A New York high school is recalling copies of its yearbook because a graduating senior listed Adolf Hitler's autobiography as his favorite book within its pages.
Cambridge Junior-Senior High School stopped distributing the yearbook two days after it had started when it came to their attention that a student had cited “Mein Kampf” as his favorite book, the Times Union reported Wednesday.
The newspaper is not naming the student, but sent a message on Facebook to the likely profile of the student to ask if he or his parents would comment.

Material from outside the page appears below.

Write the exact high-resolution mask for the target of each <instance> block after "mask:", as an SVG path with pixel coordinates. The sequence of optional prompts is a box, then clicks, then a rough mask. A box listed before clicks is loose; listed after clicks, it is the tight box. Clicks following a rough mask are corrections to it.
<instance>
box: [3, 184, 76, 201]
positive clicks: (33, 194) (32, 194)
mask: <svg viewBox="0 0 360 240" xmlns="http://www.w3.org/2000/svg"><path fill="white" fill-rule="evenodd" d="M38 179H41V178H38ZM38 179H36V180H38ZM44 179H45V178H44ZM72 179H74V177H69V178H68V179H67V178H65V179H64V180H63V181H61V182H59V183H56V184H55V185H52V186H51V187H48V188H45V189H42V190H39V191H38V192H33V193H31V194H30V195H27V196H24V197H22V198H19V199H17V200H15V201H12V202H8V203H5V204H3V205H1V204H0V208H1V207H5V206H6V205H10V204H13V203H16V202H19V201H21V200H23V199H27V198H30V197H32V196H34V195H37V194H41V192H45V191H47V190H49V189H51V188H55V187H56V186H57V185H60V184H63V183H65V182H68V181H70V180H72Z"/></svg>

The book published in 1925 outlines the tenets of Nazism. Less than 10 years later, Hitler's National Socialist party won enough votes for him to be sworn in as German chancellor. Some 6 million Jewish people died under systematic persecution by the Nazis along with political opponents, queer people and people from other marginalized groups.

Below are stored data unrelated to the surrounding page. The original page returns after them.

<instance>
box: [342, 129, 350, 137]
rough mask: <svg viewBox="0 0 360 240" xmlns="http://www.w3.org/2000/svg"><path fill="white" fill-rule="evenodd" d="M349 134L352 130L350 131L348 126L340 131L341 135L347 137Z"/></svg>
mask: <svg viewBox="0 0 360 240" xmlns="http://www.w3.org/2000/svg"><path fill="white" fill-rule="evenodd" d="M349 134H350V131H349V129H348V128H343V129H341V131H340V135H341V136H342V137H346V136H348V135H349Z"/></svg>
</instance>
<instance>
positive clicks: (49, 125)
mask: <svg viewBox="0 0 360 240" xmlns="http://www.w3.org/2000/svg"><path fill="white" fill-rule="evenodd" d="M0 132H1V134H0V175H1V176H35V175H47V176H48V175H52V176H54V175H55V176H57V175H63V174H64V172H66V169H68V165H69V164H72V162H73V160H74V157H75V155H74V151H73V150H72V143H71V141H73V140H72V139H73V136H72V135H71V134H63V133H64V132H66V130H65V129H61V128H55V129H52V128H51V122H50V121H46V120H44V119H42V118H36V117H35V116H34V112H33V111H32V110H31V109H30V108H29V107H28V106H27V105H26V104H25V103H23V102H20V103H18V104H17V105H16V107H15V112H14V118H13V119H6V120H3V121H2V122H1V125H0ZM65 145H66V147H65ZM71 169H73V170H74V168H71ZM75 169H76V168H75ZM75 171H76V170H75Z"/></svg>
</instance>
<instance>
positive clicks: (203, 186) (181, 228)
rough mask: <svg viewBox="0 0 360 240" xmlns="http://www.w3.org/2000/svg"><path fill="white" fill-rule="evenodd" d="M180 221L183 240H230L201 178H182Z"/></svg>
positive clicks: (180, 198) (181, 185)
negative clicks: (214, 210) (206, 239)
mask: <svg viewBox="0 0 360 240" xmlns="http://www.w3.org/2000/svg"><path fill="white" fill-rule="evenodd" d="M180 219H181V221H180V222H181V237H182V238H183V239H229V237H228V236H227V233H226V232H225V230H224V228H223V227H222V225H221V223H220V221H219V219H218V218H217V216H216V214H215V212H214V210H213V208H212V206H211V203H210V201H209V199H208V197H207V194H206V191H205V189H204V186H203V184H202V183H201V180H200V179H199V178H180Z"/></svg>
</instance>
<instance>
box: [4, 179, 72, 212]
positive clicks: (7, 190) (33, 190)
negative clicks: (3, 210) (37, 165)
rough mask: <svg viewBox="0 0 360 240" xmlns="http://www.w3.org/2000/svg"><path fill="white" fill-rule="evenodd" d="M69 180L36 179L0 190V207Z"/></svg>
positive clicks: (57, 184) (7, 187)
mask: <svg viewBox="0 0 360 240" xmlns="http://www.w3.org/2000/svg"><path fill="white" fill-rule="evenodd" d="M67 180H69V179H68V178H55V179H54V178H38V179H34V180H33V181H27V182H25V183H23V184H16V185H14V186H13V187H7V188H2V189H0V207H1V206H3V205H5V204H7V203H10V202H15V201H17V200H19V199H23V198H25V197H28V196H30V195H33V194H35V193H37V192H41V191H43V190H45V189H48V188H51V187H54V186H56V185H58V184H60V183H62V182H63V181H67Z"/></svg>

Cambridge Superintendent Douglas Silvernell said he was “horrified and extremely disappointed.”
He did not provide information about how the student's selection had not been caught as the yearbook was edited, but promised that the editing process would be improved going forward.

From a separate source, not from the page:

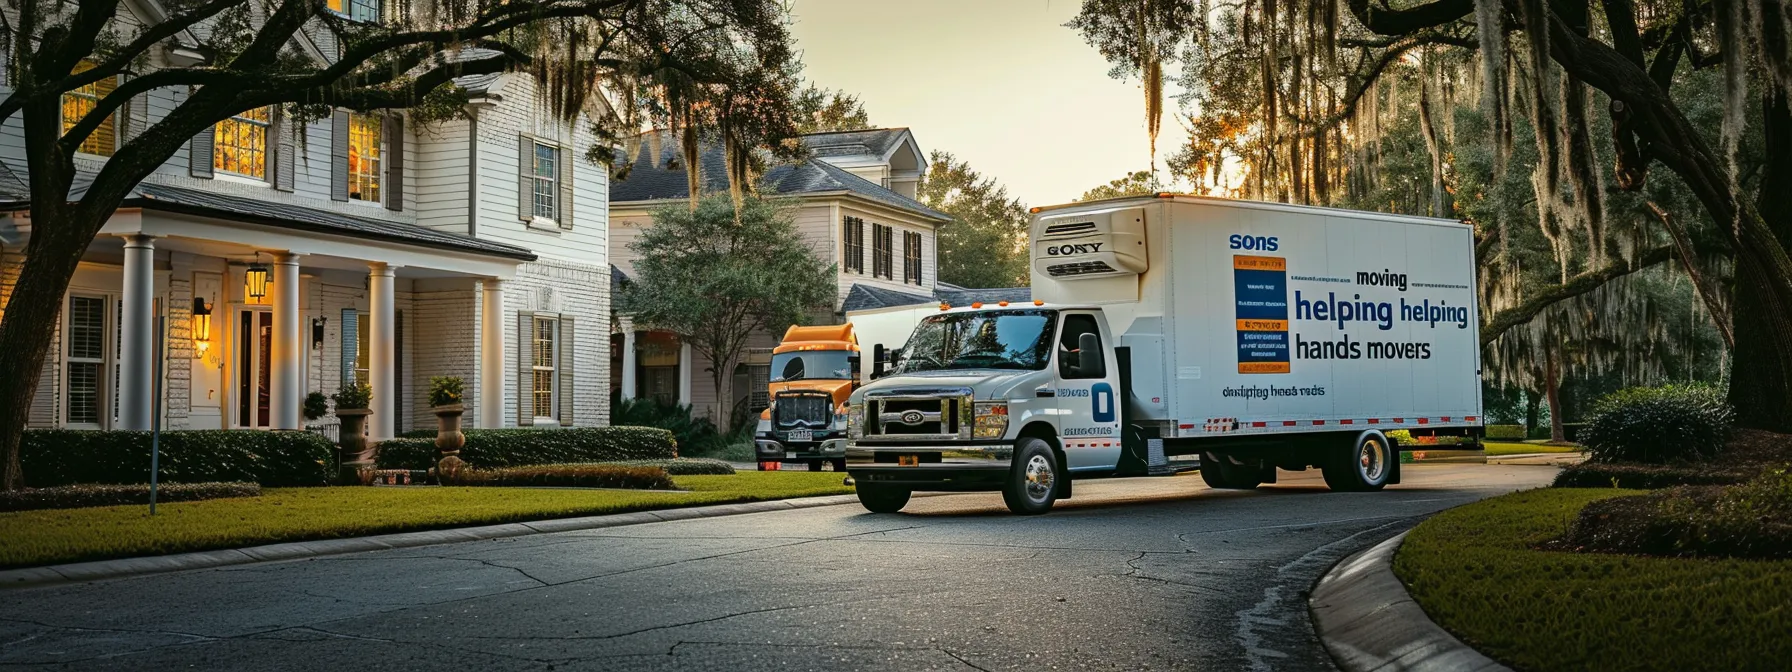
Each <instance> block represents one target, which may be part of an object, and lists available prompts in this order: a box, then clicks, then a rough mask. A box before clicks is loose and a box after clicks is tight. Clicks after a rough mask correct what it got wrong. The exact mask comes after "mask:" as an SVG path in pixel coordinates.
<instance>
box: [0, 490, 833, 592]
mask: <svg viewBox="0 0 1792 672" xmlns="http://www.w3.org/2000/svg"><path fill="white" fill-rule="evenodd" d="M840 504H858V496H857V495H826V496H805V498H792V500H767V502H740V504H713V505H706V507H688V509H659V511H636V513H618V514H604V516H584V518H554V520H536V521H525V523H502V525H482V527H457V529H444V530H425V532H394V534H375V536H360V538H344V539H317V541H290V543H274V545H265V547H249V548H222V550H201V552H192V554H174V556H149V557H120V559H109V561H91V563H70V564H48V566H30V568H22V570H0V590H7V588H32V586H52V584H65V582H86V581H102V579H124V577H140V575H151V573H167V572H186V570H206V568H215V566H229V564H249V563H272V561H292V559H308V557H324V556H342V554H358V552H367V550H389V548H416V547H432V545H441V543H459V541H480V539H505V538H518V536H530V534H548V532H572V530H593V529H602V527H622V525H640V523H663V521H670V520H692V518H719V516H737V514H744V513H763V511H790V509H812V507H831V505H840Z"/></svg>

An Albany rabbi told the newspaper it was important to find out why the student chose to highlight the antisemitic work.
“It is very disheartening, especially given the heightened sensitivity we’ve been experiencing with racism and antisemitism and violence during the past year,” Rabbi Scott L. Shpeen said. “It certainly indicates we have a lot more work to do.”
Asked if the student had been disciplined, Silvernell said the school was consulting with its legal counsel.
The school is asking students to return the about 40 copies of the yearbook already distributed. In all, it cost more than $10,000 to print 145 copies. Silvernell said the school has asked the yearbook company to work with them to find a remedy.
Cambridge is located northeast of Albany, near the state's border with Vermont.